Art is seduction.
When art is in the presence of a viewer, there are moments
In some of these moments, a spark is instantaneous and clues us into greater and stronger moments yet to come. In other cases, a viewer anticipates a meaningful interaction and is left wanting. Sometimes that is because he or she did not arrive at that moment prepared for the encounter. Other times the moment is lost because the art was not developed enough to sustain the attraction.
However, if an engagement is initiated it can begin on a thousand different levels by any of hundreds of possible elements. It’s like the attraction shared by two people – it may be initiated by an unconscious scent or a split second glance. Or, it maybe an attraction that finds its realization through lengthy conversations and an accumulation of unintended circumstances. The key to connection, at that point, is a mutual willingness to acknowledge significance as it has unfolded over time.

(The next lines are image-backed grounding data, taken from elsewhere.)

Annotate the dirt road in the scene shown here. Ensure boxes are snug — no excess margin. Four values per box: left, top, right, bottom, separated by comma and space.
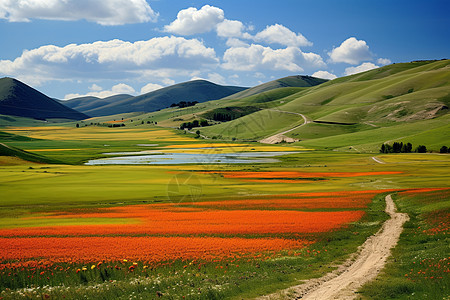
259, 110, 309, 144
258, 194, 409, 300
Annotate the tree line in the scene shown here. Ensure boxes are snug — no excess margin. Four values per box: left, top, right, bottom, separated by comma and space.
179, 119, 209, 130
170, 101, 198, 108
380, 142, 449, 153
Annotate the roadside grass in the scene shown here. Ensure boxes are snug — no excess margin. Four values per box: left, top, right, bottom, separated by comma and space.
358, 189, 450, 299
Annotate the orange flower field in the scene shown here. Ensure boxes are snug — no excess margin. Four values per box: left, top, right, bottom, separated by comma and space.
0, 236, 311, 266
0, 190, 382, 268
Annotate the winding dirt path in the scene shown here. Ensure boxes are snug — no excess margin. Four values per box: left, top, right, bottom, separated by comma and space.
258, 194, 409, 300
259, 110, 309, 144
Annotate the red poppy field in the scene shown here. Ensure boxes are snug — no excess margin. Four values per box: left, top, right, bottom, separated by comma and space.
0, 190, 371, 268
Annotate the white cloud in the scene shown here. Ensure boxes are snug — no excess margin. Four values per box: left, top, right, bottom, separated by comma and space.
111, 83, 135, 94
207, 73, 226, 85
225, 38, 249, 48
312, 70, 337, 80
254, 24, 312, 47
164, 5, 224, 35
344, 62, 379, 76
222, 44, 325, 72
329, 37, 372, 64
0, 0, 158, 25
64, 83, 135, 100
216, 19, 245, 38
0, 37, 218, 84
89, 84, 102, 91
140, 83, 163, 94
162, 78, 175, 86
377, 58, 391, 65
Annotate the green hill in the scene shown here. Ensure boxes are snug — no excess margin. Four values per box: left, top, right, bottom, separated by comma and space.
197, 60, 450, 151
223, 75, 327, 100
0, 78, 88, 120
0, 142, 62, 164
59, 94, 132, 116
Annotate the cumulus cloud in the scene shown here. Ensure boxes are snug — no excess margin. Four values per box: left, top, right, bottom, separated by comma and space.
225, 38, 249, 48
329, 37, 373, 64
89, 83, 102, 92
64, 83, 136, 100
162, 78, 175, 86
0, 36, 218, 84
312, 70, 337, 80
377, 58, 392, 65
164, 5, 224, 35
222, 44, 325, 72
216, 19, 246, 38
0, 0, 158, 25
344, 62, 379, 76
140, 83, 164, 94
254, 24, 312, 47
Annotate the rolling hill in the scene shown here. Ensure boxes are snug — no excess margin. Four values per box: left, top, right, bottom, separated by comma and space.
58, 94, 132, 116
223, 75, 327, 100
156, 60, 450, 151
63, 80, 247, 117
0, 78, 88, 120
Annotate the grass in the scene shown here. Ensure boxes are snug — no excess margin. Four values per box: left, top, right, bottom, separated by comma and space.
358, 189, 449, 299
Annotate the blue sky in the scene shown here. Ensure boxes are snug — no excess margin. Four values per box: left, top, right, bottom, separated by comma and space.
0, 0, 448, 99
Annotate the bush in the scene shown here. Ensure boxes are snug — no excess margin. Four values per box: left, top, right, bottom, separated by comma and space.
440, 146, 448, 153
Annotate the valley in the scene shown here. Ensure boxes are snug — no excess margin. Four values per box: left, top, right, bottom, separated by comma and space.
0, 60, 449, 299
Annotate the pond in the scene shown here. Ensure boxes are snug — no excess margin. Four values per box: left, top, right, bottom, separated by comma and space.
85, 151, 299, 165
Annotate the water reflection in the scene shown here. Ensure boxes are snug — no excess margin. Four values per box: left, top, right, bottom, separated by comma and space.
85, 151, 299, 165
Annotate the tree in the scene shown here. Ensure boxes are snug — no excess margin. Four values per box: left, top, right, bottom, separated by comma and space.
416, 145, 427, 153
393, 142, 403, 153
76, 123, 79, 128
405, 142, 413, 153
440, 146, 448, 153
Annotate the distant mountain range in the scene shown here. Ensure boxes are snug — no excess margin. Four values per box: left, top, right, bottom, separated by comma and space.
0, 75, 328, 120
0, 78, 88, 120
62, 80, 248, 117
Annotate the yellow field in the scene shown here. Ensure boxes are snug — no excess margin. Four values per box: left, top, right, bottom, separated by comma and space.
4, 127, 196, 141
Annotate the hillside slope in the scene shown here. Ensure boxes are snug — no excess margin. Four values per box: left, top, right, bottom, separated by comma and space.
0, 78, 88, 120
224, 75, 327, 100
68, 80, 247, 117
199, 60, 450, 150
60, 94, 132, 116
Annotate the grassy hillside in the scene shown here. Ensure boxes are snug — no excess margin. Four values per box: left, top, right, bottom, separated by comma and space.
0, 78, 88, 120
196, 60, 449, 151
224, 75, 327, 100
0, 143, 62, 164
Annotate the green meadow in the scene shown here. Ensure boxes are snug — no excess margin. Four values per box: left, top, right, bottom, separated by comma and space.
0, 123, 449, 299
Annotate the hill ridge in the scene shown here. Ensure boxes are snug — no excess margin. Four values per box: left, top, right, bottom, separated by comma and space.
0, 77, 88, 120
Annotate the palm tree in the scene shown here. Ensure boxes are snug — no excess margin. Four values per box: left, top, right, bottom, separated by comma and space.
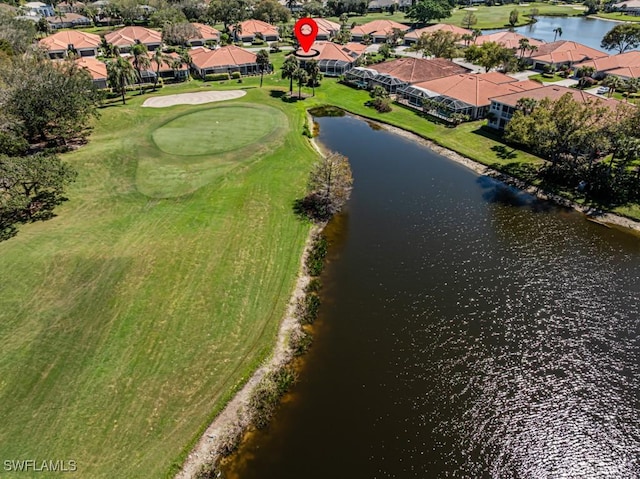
293, 67, 308, 99
256, 49, 270, 88
576, 65, 595, 88
131, 43, 151, 93
461, 33, 473, 47
603, 74, 622, 97
152, 48, 165, 91
107, 56, 136, 104
472, 29, 481, 44
281, 55, 298, 95
305, 59, 321, 96
624, 78, 640, 101
553, 27, 563, 42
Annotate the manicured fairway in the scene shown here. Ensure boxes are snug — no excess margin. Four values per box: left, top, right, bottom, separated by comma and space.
0, 89, 316, 478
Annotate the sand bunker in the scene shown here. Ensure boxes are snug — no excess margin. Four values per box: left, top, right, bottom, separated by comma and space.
142, 90, 246, 108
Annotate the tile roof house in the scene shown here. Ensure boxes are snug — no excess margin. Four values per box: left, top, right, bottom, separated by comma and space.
528, 41, 608, 70
313, 18, 341, 40
22, 1, 54, 18
296, 42, 366, 76
46, 12, 92, 29
346, 57, 470, 93
75, 56, 108, 88
232, 19, 279, 43
57, 1, 85, 13
612, 0, 640, 15
186, 23, 220, 47
404, 24, 472, 45
472, 31, 545, 54
190, 45, 260, 77
397, 72, 541, 120
574, 51, 640, 79
351, 19, 410, 43
39, 30, 101, 58
487, 85, 622, 130
104, 26, 162, 53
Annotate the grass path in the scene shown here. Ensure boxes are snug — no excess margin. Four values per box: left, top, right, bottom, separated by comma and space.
0, 88, 316, 478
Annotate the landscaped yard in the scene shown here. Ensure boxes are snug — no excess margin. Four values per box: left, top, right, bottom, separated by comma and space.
528, 73, 566, 83
0, 87, 316, 478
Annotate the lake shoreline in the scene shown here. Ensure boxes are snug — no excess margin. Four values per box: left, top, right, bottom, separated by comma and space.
351, 113, 640, 234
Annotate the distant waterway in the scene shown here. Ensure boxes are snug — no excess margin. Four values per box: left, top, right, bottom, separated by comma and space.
221, 115, 640, 478
484, 15, 627, 52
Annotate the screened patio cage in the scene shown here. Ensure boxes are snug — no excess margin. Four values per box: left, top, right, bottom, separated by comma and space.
369, 73, 408, 94
344, 67, 378, 88
318, 59, 353, 76
397, 85, 476, 118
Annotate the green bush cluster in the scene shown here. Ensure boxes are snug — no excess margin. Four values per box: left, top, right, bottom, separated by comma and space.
204, 73, 230, 81
231, 71, 241, 79
306, 234, 328, 276
248, 368, 297, 429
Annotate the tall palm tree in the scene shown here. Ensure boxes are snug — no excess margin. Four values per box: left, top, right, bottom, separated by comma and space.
603, 74, 622, 97
518, 38, 530, 58
256, 49, 270, 88
281, 55, 298, 95
624, 77, 640, 101
576, 65, 595, 88
553, 27, 563, 42
131, 43, 151, 93
107, 56, 136, 104
305, 59, 321, 96
472, 29, 481, 44
152, 48, 165, 90
293, 67, 308, 99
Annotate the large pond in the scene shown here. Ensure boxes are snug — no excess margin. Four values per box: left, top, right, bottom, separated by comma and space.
221, 115, 640, 478
484, 15, 625, 52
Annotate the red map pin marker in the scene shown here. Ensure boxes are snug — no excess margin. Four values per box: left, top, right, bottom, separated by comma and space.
294, 18, 318, 53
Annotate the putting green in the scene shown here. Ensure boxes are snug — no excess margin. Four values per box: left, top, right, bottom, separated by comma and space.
139, 103, 288, 198
151, 105, 281, 156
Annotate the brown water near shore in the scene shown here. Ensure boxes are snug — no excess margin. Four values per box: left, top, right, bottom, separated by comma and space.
222, 114, 640, 479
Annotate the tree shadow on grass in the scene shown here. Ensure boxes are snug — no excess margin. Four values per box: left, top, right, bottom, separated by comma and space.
491, 144, 518, 160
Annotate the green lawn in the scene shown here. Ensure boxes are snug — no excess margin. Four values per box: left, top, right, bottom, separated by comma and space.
529, 73, 566, 83
329, 2, 586, 29
593, 11, 640, 22
0, 87, 316, 478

In art, it is the same process of fruition. The link can be lost if an idea is unfulfilled. Perhaps there was no convincing idea fostered within the art to begin with. At times, the worth of the art is unrequited because an unreliable lens has distorted the eye of the viewer.
And as with human consummation, the relationship of the viewer to a work of art maybe an act of mad deep love that sustains both the soul of the viewer and the credence of the work for a lifetime. Other times the relation one might have with a work is an illicit fling with all its fractures, contradictions and frustrations.
Even, and especially, at moments of the most intense closeness the catalyst of and for that exact moment is longing. In the presence of the strongest intimacy, a sense of loss pervades the deepest sense of completion.
And so it is in art.; we can never have it. We can only stand in awe of it. It is the awe felt in the arms of your lover. In the end, we are left to wonder at the vagueness of our wonder.